Problem
Every service in the platform was reinventing ad-hoc filtering: optional request parameters glued into query strings, inconsistent pagination, and tenant scoping that depended on every developer remembering to add it. Hand-rolled filters were injection-prone and behaved differently on every endpoint.
Business Context
This library was extracted from EquipOS after the same filtering code appeared — with subtle differences and subtle bugs — in a fourth service. The goal was to make expressive client-side querying safe by construction: if the query compiles, it is parameterized, field-whitelisted, and tenant-scoped. There is no unsafe path.
Architecture
A classic three-stage pipeline:
query string → Lexer → Parser → AST → Validator → Compiler (SQL | Elasticsearch) → paginated result
The tokenizer and recursive-descent parser produce an AST. A validator checks every field reference against a whitelist and injects the tenant predicate. Pluggable compilers emit parameterized Spring Data queries or Elasticsearch query bodies — never concatenated strings.
Technology
Java 17, Spring Data, no runtime dependencies beyond Spring itself. The parser is hand-written rather than generated: for a small grammar, a recursive-descent parser is readable, debuggable, and dependency-free.

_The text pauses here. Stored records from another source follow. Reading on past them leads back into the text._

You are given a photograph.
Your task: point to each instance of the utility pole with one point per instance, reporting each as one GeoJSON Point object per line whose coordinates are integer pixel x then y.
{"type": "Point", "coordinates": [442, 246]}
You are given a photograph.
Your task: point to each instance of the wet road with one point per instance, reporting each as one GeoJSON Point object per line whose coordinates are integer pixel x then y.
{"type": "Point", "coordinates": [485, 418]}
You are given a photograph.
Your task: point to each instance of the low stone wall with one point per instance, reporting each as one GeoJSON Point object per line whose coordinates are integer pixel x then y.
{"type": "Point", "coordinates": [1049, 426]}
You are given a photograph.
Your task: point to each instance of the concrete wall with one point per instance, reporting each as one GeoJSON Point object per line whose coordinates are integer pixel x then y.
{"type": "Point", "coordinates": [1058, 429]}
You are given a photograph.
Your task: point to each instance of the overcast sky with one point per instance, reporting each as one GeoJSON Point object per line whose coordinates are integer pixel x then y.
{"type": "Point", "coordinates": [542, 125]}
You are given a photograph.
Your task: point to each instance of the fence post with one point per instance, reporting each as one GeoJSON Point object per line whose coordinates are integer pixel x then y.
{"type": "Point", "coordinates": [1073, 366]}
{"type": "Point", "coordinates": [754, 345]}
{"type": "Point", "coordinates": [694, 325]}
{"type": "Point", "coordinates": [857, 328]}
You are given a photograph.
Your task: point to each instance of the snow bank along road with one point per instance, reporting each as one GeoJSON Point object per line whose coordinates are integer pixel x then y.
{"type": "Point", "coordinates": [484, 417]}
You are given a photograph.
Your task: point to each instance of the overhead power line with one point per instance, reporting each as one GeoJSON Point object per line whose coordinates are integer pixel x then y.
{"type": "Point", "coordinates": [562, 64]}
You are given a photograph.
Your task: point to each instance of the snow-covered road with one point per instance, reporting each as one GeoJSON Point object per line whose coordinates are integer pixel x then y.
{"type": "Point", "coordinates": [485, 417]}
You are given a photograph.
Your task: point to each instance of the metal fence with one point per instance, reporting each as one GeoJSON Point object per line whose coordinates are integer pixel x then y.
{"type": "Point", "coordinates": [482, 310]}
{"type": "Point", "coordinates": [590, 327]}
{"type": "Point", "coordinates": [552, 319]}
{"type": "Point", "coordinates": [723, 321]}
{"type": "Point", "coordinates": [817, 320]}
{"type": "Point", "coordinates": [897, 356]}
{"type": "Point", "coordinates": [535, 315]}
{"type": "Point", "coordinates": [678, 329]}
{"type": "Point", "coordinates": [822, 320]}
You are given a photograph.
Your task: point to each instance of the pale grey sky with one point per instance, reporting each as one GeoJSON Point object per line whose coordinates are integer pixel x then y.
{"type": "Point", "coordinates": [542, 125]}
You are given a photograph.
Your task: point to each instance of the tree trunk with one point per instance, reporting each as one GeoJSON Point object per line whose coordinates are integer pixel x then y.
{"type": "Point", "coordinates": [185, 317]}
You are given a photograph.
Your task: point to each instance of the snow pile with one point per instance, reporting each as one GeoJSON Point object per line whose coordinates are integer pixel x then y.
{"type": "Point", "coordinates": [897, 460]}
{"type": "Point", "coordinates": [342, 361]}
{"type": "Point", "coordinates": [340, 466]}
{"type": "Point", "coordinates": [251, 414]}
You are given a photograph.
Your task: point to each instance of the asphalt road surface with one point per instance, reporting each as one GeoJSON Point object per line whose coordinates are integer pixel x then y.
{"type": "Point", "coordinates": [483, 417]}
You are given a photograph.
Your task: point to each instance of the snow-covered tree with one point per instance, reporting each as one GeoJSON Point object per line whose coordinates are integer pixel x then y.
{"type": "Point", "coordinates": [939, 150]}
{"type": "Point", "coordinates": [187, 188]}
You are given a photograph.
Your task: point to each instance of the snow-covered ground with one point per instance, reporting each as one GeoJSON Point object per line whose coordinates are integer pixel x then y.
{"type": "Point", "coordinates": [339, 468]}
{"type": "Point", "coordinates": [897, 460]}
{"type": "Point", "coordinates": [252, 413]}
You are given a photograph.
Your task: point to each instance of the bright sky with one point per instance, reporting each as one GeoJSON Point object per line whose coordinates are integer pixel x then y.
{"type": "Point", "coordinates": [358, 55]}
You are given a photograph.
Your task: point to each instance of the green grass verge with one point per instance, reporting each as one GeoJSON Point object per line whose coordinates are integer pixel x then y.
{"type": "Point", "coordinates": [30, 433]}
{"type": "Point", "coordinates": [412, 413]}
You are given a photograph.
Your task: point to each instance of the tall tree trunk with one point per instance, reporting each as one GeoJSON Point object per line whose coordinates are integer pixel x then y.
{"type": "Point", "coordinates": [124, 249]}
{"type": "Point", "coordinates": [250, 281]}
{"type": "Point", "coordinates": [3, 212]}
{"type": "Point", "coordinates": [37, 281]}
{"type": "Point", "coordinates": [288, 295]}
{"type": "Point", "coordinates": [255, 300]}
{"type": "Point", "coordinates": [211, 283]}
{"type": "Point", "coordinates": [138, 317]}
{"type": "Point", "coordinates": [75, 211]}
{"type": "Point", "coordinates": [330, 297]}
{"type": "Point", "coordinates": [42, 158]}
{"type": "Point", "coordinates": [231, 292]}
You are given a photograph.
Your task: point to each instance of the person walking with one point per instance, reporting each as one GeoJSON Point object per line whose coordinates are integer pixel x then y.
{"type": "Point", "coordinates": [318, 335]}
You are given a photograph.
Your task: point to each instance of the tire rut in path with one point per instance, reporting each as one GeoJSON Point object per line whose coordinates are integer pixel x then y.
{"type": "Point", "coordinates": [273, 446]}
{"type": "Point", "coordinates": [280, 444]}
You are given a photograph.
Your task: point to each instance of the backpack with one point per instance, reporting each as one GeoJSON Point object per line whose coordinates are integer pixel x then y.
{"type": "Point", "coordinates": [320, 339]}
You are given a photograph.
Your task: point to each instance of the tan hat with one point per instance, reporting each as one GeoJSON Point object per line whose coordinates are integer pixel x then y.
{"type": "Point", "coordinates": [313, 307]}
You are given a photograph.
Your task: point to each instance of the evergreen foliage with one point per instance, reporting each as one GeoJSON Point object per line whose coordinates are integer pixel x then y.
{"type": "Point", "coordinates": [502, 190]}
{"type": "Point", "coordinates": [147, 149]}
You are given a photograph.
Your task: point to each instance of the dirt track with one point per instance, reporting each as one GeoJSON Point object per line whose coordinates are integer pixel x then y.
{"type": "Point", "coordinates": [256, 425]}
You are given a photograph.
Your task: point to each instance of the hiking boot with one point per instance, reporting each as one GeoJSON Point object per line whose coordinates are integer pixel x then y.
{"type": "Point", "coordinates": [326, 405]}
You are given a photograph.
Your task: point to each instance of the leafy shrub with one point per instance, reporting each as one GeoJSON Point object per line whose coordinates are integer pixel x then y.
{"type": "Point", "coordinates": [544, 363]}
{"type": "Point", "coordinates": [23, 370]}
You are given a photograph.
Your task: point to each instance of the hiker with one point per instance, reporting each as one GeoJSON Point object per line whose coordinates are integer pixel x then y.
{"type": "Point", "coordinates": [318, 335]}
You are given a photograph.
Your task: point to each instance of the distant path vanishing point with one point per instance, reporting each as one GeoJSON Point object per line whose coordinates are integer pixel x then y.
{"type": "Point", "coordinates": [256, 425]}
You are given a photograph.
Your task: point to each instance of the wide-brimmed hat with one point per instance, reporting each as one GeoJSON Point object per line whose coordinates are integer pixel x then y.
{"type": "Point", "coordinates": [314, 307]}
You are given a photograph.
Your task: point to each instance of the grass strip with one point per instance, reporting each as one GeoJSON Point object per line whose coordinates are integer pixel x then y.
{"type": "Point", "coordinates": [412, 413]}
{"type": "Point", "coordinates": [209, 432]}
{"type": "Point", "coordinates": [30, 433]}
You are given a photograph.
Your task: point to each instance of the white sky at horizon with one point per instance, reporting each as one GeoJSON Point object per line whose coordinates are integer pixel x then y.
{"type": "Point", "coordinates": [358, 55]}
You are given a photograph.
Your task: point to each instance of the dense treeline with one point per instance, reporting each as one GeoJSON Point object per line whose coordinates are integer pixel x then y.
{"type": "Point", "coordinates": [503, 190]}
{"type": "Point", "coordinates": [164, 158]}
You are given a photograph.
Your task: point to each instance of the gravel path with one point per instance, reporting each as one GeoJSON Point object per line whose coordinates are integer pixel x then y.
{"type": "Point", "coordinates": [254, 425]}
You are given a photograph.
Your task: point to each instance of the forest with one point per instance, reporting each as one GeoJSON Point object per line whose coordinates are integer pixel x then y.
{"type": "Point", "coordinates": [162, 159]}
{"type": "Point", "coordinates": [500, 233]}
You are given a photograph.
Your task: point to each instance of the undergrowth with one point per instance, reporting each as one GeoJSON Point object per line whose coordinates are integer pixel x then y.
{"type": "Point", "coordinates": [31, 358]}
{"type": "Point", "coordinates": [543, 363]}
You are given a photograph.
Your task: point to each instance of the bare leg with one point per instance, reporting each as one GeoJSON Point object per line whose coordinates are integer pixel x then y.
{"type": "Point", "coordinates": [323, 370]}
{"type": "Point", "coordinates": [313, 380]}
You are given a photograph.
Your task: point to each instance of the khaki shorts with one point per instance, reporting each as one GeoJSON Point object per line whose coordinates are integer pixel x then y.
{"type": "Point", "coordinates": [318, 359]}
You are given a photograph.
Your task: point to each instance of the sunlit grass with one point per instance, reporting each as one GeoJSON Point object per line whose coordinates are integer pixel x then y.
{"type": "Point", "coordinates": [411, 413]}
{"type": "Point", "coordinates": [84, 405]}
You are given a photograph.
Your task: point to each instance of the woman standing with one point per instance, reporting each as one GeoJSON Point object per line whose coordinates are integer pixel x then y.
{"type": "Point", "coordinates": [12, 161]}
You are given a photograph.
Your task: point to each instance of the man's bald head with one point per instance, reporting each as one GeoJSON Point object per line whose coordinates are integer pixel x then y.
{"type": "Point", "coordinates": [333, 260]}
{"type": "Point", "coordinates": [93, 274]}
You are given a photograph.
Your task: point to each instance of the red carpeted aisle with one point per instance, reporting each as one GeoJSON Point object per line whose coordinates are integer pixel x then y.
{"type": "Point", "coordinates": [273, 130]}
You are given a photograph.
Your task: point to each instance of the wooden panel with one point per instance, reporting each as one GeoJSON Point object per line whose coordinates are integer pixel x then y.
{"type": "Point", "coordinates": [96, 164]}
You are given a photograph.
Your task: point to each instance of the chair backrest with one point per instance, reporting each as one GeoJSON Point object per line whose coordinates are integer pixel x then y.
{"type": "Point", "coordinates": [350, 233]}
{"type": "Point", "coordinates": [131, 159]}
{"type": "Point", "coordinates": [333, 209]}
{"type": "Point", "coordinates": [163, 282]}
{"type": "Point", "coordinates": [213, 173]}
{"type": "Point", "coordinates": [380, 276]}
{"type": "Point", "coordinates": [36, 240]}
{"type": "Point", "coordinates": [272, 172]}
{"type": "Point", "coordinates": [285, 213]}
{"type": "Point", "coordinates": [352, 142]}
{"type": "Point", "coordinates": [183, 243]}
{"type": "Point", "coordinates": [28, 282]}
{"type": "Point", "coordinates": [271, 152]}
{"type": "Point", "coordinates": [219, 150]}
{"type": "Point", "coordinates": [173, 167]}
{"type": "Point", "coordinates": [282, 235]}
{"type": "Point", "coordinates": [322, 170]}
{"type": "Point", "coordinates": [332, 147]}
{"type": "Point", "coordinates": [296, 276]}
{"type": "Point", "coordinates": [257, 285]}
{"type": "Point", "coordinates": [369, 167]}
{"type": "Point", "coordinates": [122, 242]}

ANTLR was the alternative and would have been the right call for a larger grammar. Parser and compiler stages have 100% test coverage — they are the security boundary.
Challenges
The core challenge was designing an ergonomic grammar. Early versions were expressive but hard to write by hand; the final grammar trades a little power for queries a human can type into a search box. The second challenge was keeping parse and compile stages strictly separated so new backends (a GraphQL compiler is on the roadmap) need zero parser changes.
Solution
Teams expose one search endpoint per resource, declare a field whitelist, and get consistent filtering, sorting, and cursor pagination. Tenant scoping is enforced at compile time, not by convention.
Results
- Zero injection surface — only parameterized queries can be emitted.
- Consistent search behavior across every service that adopted it.
- Removed hundreds of lines of duplicated, risky filtering code per service.
Lessons Learned
A small grammar plus an AST removes a whole class of bugs. Making the safe path the only path beats documentation and code review every time.